L’Europa, come sempre,  sta ancora discutendo se e come introdurre le tariffe doganali, dimostrandosi sensibile perfino alle azioni di lobbing finanziate da Pechino. Eu Prosun, l’associazione europea dei produttori di «solare» smentisce un’analisi circolata  in queste settimane in base alla quale l’introduzione delle barriere protettive antidumping farebbero perdere alle imprese europee 240mila posti di lavoro. In effetti sarebbe il primo caso nella storia in cui misure di protezione a vantaggio dei produttori locali finiscono per danneggiarli. Senza contare che tutto si può dire degli americani, tranne che non comprendano i meccanismi del mercato. E se Obama ha deciso di arginare l’invasione cinese nel fotovoltaico l’ha fatto a ragion veduta. Come dimostrano i risultati ottenuti sul campo.

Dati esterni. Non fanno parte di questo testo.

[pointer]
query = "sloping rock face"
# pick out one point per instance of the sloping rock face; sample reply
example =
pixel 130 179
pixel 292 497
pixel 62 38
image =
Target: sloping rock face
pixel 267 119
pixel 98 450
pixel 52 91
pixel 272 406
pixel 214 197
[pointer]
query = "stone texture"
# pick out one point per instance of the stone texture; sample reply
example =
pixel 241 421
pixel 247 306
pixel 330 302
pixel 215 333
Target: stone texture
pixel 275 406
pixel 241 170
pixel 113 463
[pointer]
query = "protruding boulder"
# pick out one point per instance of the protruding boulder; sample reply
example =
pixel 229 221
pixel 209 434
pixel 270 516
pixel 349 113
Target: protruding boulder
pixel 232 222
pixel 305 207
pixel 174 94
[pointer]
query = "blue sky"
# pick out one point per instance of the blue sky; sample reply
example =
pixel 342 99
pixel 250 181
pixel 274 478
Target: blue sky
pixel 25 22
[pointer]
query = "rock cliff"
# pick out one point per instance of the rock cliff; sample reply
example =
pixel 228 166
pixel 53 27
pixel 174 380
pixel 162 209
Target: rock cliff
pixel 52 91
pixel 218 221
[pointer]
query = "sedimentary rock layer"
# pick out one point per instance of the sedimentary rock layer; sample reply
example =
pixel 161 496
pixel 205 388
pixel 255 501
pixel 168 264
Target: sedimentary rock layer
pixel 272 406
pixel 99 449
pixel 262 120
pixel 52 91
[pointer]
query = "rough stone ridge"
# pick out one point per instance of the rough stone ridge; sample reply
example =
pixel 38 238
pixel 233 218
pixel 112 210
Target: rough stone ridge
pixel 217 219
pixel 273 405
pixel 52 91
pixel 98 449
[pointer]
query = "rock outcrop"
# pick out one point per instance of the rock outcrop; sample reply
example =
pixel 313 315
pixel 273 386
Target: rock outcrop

In realtà la situazione del solare si ripropone per decine di comparti produttivi: tessile, abbigliamento, calzature, occhialeria, molti settori dell’alimentare. Con una differenza: non si parla di barriere antidumping perché ad acquistare sottocosto le merci importate da Cina, Vietnam, India, Nordafrica, o a farle produrre colà in impianti delocalizzati dall’Italia, sono i nostri imprenditori. Per fortuna non tutti, ma c’è chi ha costruito una fortuna su merci acquistate (o prodotte) ad esempio nel Guandong a pochi dollari al pezzo e rivendute da noi a centinaia di euro.
Trovo assurdo che tranne alcune eccezioni, la politica abbia abdicato alla difesa del Made in Italy. Lasciando pure il presidio del «fatto in Italia» a Beppe Grillo.